COMMENTARY: Slouching Toward Judicial Armageddon

c. 2005 Religion News Service (UNDATED) We don’t know the man or woman President Bush will choose to fill Justice Sandra Day O’Connor’s sensible shoes on the Supreme Court, but we do know this: Bush will choose “confrontation” over “consensus” in making his selection. The “extremist” he picks will be a sop to the “radical […]

c. 2005 Religion News Service

(UNDATED) We don’t know the man or woman President Bush will choose to fill Justice Sandra Day O’Connor’s sensible shoes on the Supreme Court, but we do know this: Bush will choose “confrontation” over “consensus” in making his selection. The “extremist” he picks will be a sop to the “radical right” and a threat to the Magna Carta.

(FILL IN NOMINEE NAME)’s America will be a land where shackled women will be forced into back alley abortions, African-Americans will sit at the back of the bus, and students will be forced to recite the Lord’s Prayer. Republicans will try to “rush through” the nomination without adequate hearings, having instructed the nominee not to answer questions about specific legal issues and refusing to pursue the issue of when the nominee stopped beating his or her spouse. Democrats will have no choice but to try to delay a vote (don’t call it a filibuster) until the White House hands over the documents they demand. …


We know all this because Democrats have not been shy about divulging their war plans. As Mike Allen reported in Sunday’s (July 3) Washington Post, “Democrats signaled that whoever the nominee is, their three likely lines of attack will be to assert the White House did not consult them sufficiently, then paint the nominee as ideologically extreme and finally assert that the Senate had not received sufficient documents about the candidate.”

Their early line is that it’s up to Bush how ugly the battle becomes. Pick a “nonideological,” “moderate” or “consensus” candidate whom Democrats bless beforehand or face a protracted war. Of course, Democrats didn’t urge President Clinton to pick such nominees to maintain the court’s balance when he chose Ruth Bader Ginsburg (a former lawyer for the American Civil Liberties Union) or Stephen Breyer (a former staffer for Sen. Ted Kennedy). Still, they were quickly confirmed. Their hearings occurred less than two months after they were named, and the Senate approved them two weeks later with GOP support. In short, the nomination of these two liberals didn’t spark trench warfare along Pennsylvania Avenue.

Kennedy has threatened longer hearings if Bush’s pick is “evasive.” But will refusing to answer questions on specific legal issues constitute evasiveness? It wasn’t back in 1993, when Delaware Democrat Joe Biden, then chairman of the Senate Judiciary Committee, told Ginsburg: “You not only have a right to choose what you will answer and not answer, but in my view you should not answer a question of what your view will be on an issue that clearly is going to come before the court.”

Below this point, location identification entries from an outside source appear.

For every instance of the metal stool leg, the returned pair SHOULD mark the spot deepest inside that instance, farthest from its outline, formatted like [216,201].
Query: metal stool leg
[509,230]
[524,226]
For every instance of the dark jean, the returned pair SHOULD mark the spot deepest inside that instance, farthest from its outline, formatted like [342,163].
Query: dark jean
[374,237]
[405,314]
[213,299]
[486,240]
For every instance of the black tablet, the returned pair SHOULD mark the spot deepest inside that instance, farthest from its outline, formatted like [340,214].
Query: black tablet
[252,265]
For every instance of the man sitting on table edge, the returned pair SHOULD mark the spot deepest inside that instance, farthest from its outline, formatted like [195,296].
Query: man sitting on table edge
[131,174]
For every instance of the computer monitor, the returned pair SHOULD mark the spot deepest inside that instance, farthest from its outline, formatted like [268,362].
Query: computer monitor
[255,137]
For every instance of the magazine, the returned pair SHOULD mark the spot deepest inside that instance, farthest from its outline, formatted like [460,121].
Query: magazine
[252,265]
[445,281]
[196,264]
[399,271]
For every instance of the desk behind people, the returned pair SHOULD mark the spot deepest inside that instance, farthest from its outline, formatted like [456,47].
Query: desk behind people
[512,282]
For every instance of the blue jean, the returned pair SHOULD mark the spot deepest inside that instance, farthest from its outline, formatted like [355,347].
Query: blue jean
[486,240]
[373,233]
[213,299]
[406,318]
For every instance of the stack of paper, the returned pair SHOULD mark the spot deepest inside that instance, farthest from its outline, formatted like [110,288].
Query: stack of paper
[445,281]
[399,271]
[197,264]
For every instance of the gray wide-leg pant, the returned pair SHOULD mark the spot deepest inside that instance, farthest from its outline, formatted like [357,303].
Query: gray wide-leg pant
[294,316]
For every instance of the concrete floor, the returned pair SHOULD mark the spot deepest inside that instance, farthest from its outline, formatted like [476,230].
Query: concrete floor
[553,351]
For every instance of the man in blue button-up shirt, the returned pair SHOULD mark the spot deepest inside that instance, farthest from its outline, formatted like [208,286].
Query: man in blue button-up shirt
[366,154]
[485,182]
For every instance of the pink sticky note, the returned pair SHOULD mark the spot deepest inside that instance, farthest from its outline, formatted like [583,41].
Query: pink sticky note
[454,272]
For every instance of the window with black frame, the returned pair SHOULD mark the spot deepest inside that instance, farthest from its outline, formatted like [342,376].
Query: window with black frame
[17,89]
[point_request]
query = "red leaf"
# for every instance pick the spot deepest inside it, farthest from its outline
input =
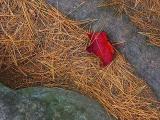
(101, 47)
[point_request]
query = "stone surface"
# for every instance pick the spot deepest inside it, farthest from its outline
(48, 104)
(144, 57)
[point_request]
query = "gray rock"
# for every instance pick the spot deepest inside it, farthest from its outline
(144, 57)
(48, 104)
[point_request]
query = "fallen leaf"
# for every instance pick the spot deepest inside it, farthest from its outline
(101, 47)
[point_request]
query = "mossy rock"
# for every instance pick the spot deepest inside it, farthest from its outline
(48, 104)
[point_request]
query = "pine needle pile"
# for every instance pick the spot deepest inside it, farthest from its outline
(41, 47)
(144, 13)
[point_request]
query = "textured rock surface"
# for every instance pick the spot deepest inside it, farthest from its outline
(48, 104)
(144, 57)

It’s hard to believe Democrats will let a Bush nominee heed Biden’s advice. There’s just too much at stake, in their view and the views of their interest groups.

Just what is at stake for them? Well, consider a typical reaction to the high court vacancy: “In the coming week, the president and Senate will decide whether we have a Supreme Court that will preserve the social justice achievements of the 20th Century,” said Ralph Neas of People for the American Way, which held that “our very national identity hangs in the balance.”

And you thought we were just replacing one member of a nine-member court in one of the three branches of one level of government.

This outsized rhetoric _ and the campaign-style battle both sides are gearing up for _ suggests how distorted the role of the Supreme Court has become on the left. Justices aren’t seen as mere interpreters of our Constitution and laws. They’re treated like legislators or pols. They’re seen as “votes” for this or that policy and talked about as being moderates. (What is “moderation” when it comes to interpreting the Constitution?) Liberals demand jurists reach the proper policy result or make the desired promise.


The left seems to have forgotten that two other branches of government and 50 states also safeguard the social justice achievements of the 20th century. On abortion rights, for example, O’Connor’s exit will still leave five votes for Roe v. Wade. And even if Roe were reversed, the issue would simply return to the states. Legislators and governors would still have a say.

The conclusion of this one-minute guide to our upcoming nomination Armageddon:

The Senate will vote, and Bush’s pick will be approved. Bush backers will be thrilled, Bush bashers catatonic, and we’ll all get ready to wake up and do it again.

KRE/RB END REINHARD

(David Reinhard is an associate editor of The Oregonian of Portland, Ore.)